At least he was pretty sure it was.
So even with the lull in swimming, and the death of
his grandfather, and the possibility of cthulhu weeds searching for sustenance, Trey's thirteen-year-old mind identified his freedom and the golden sunset against the green water as a rare time he would remember when he was old and the lessons of school and the minutiae of life were long forgotten.
***
The next day dawned ugly as the light of the summer sun was dulled by the dishwater sky. The waves of the slate gray lake seemed to reach up as if they could liberate the light.
Trey struggled out of bed and plodded into the kitchen. The coldness of the sky did nothing to alleviate the humidity, sweat immediately forming as a second skin. He poured himself a tall orange juice and held the glass against his face.
As he drank, he walked to the floor-to-ceiling window and eyed the driveway. Only the old Ford was left. His parents had driven to Jacob Mountain for a Sunday gathering—part business, part fun, they’d said. He’d been invited, but had pretended to be sick and promised to stay in bed until they returned. At thirteen, his parents had lengthened his leash and today was the first day they had ever let him free.

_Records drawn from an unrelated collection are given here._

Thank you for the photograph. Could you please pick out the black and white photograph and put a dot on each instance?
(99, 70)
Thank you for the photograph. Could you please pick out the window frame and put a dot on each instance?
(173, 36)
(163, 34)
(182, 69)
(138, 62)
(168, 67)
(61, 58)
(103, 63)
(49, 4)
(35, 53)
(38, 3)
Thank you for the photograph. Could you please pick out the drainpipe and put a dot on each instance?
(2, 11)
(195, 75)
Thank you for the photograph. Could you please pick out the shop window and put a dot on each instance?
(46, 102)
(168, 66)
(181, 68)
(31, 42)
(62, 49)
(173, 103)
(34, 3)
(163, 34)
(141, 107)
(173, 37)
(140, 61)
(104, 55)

Trey smiled. He and Greg had planned it well. Today was their fishing day and they were going to try the loading dock across the inlet at the old TNT plant which was rumored to be the deepest place in the entire lake -- with the exception of the dam itself, of course. Every week, tarp shrouded barges could be seen being loaded with the Army's secret stuff. If all the tales were even half true, then there were fish down there as large as automobiles.
Trey had dressed and was getting the gear together in the garage when Greg swung around the corner of the driveway toting his favorite rod and an oversized tackle box.
"What's up, Trey? You ready for a little fishing? Ready to catch the big one?"